Ashley Picillo first noticed this pattern when she set out to write Breaking The Grass Ceiling, which was initially conceived to showcase the most inspiring women in the cannabis industry, the interviews conducted also showcased similar undertones.
“I really, truly thought this book was going to be a biographical collection to highlight what women have accomplished, and I think it does do that,” Picillo said. “However, I think it’s really interesting that in the last 18 months, at least four or five of the women in the book have had distinctly similar stories of being ousted from things they built.”
“When cannabis started to take off... women had this window where some of the [challenges] that we face when launching businesses – in terms of competitors and the capital they have to bring to the table – were kept at bay because more traditional CEOs had some real concerns about the industry.”
As the cannabis industry becomes more mainstream and less stigmatized, more “traditional” CEOs and entrepreneurs (men) are realizing that this is a highly profitable business, and want in - edging out those who put the work in over the last decade.

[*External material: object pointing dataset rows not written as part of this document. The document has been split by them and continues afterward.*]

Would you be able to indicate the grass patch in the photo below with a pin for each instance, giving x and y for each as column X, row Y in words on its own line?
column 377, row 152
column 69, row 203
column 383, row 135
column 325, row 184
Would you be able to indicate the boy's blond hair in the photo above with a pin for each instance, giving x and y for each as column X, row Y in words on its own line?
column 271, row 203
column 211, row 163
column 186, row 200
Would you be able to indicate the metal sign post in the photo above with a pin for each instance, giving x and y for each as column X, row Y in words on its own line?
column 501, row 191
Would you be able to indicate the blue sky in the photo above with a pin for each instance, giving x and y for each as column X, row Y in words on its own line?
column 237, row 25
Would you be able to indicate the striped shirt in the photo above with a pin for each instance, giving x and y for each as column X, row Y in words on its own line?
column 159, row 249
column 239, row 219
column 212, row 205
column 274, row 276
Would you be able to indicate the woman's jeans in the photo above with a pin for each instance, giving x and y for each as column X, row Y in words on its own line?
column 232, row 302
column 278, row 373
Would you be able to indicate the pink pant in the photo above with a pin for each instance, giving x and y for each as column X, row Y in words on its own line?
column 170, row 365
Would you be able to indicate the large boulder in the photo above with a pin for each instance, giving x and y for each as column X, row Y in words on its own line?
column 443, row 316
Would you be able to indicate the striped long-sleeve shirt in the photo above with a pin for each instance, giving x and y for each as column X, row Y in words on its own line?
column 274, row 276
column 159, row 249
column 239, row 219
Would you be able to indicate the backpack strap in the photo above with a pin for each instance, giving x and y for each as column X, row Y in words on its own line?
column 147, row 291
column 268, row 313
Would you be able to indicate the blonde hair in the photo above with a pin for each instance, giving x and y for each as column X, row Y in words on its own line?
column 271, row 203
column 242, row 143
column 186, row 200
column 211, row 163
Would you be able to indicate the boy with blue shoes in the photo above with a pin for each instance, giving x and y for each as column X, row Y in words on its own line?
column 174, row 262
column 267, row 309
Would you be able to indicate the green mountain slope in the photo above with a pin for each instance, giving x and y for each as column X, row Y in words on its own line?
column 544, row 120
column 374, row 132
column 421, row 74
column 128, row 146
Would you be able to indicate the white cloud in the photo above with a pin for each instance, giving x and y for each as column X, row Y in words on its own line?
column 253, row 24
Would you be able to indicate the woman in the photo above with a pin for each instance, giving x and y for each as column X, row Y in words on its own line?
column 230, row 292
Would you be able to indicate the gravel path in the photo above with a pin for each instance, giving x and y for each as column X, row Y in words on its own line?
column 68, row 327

“A number of the women explain in their stories that once their businesses reached a certain level, they started to hear from these male investors that they really weren’t equipped to take it to the next level,” says Picillo.
“I certainly understand that businesses reach a point where they need to change into new hands – which I think happens to both men and women when businesses grow beyond their expertise – but the way it’s happening now is much more aggressive, where these women who have done an enormous amount are now being told: ‘Thanks for playing, but your time is up. Let the guys come in and take it over from here.’”
An article published in Bloomberg suggests that there may be several culprits when it comes to the general decline of women in the cannabis industry.
The article notes the high costs required to become licensed, and what makes it even more difficult is that because marijuana is still illegal at the federal level, most banks will not provide services, so those entrepreneurs who have more money in the first place, typically male, have an advantage.
And academic research indicates that bigwig investors (Wall Street, Silicon Valley), even when given identical business pitches by male and female entrepreneurs, tend to favor men.
Wanda James, the first black dispensary owner in Colorado, and one of the subjects of Picillo’s book, says it’s a “heartbreaking reality.”
“Nobody cared when the dispensaries owned by the women in Colorado who started this industry were worth $2 million. Nobody cared when they were worth $6 million. Nobody cared when they were worth $10 million. But now that they’re 15- or 20-million dollar companies, a lot of the board members – i.e. men – are saying, ‘you can’t handle it from here on in’,” commented James, who co-owns Simply Pure in Denver.
She hopes that this trend motivates women to push back.
“The issues [inherent to] the cannabis industry – saving babies, helping those who are incarcerated, protecting families, protecting teenagers – are classic women’s issues in an industry that is booming. We should own this.”
It’s not an uncommon idea that the cannabis industry is, in some ways, primed for female leadership and involvement.
The Executive director of Denver’s Marijuana Industry Groups and co-founder of Root Strategies Kristi Kelly notes parallels between the history of cannabis and the history of women and other marginalized groups.
In many cases, women, in particular, tend to come into the cannabis industry equipped with what could be considered the necessary prerequisites, Picillo adds.
These demographic shifts in the cannabis industry may depressing, but Picillo urges women to find power in this new challenge.